The Eagle's Prey
- First UK edition cover
- Author: Simon Scarrow
- Language: English
- Series: Eagles of the Empire
- Genre: Historical novel
- Publisher: Headline (UK) & Thomas Dunne Books (USA)
- Publication date: 5 July 2004
- Publication place: United Kingdom
- Media type: Print (Hardback & Paperback)
- Pages: 480 p. (paperback edition)
- ISBN: 0-7553-0116-1
- OCLC: 58053216
- Preceded by: The Eagle and the Wolves
- Followed by: The Eagle's Prophecy

= The Eagle's Prey =

2004 novel by Simon Scarrow

The Eagle's Prey is the fifth novel in the Eagles of the Empire series by Simon Scarrow. It was published by Headline Publishing Group in July 2004.

==Synopsis==
This novel is set in AD 44 during the Roman invasion of Britain.

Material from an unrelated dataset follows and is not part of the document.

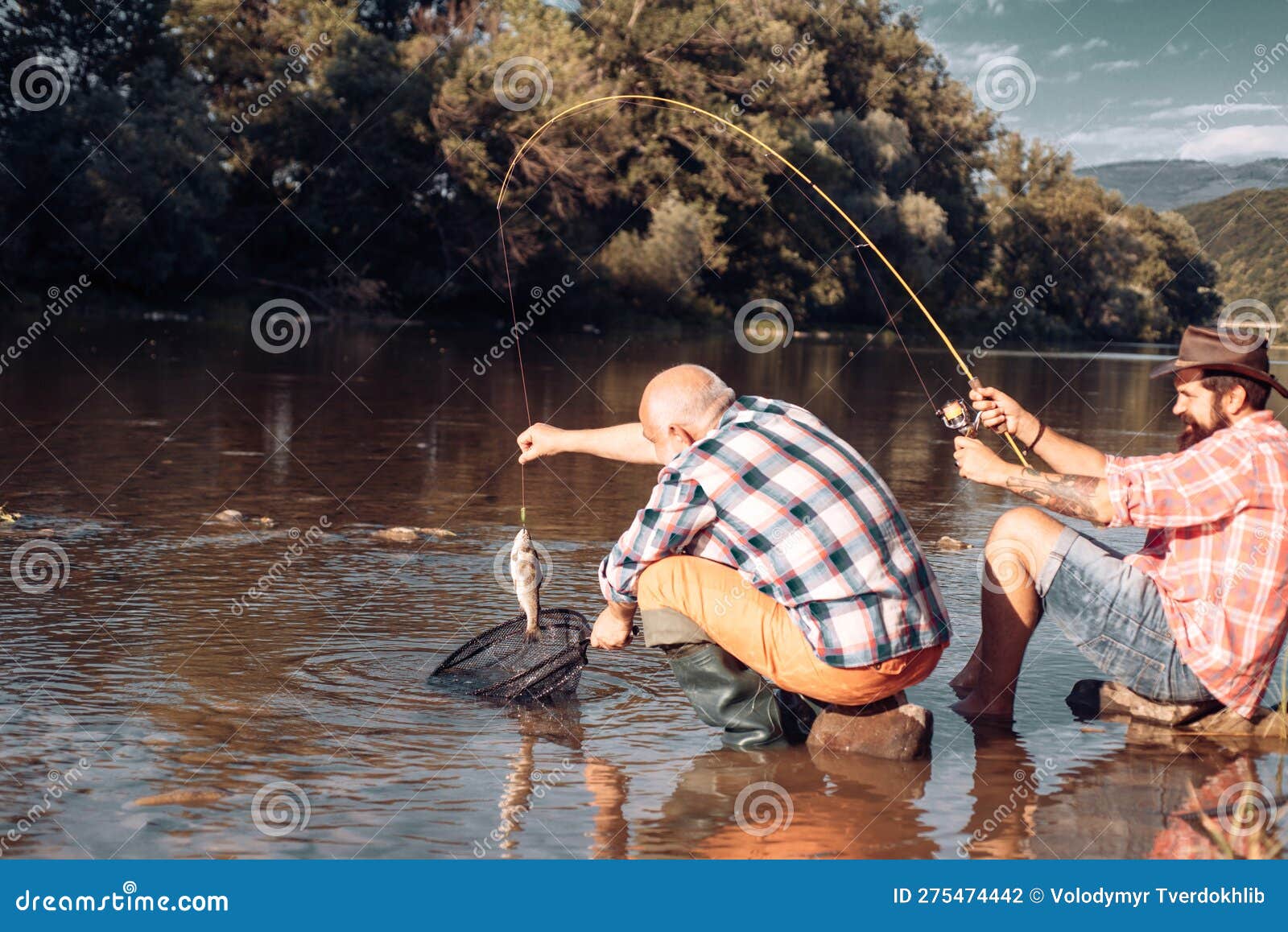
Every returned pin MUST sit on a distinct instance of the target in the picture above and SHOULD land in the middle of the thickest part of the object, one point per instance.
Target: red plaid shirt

During the second year of their campaign against the British tribes, the Roman legions are under great pressure to complete their mission. However, at a crucial juncture in battle, Macro and Cato's superior, Centurion Maximius, loses his nerve after discovering an auxiliary outpost had been massacred by British raiders and leads his cohort on a revenge mission, in spite of his orders to defend a vital river crossing. Macro questions Maximius' orders, and is allowed by his superior to take his century and guard the river crossing.

Maximius gets his revenge, but is alerted to the danger of Macro's century and rushes back to the aid of his junior centurion. However, they are too late, and the cohort is driven in to a tactical retreat to avoid obliteration. This allows the Britons, including the enemy leader Caratacus, to escape. Because of this failure to halt the escape of Caratacus' army, and the subsequent delay of Claudius' triumph at Rome, an inquest, overseen by General Plautius and Narcissus, leads to the decimation of the cohort.

Cato and his fellow convicts escape their punishment and are forced to wander the British countryside, looking for a safe place to hide from their enemies, both Roman and Briton. By a twist of fate Cato finds himself in the hands of Caratacus, and gets to know him and his cause.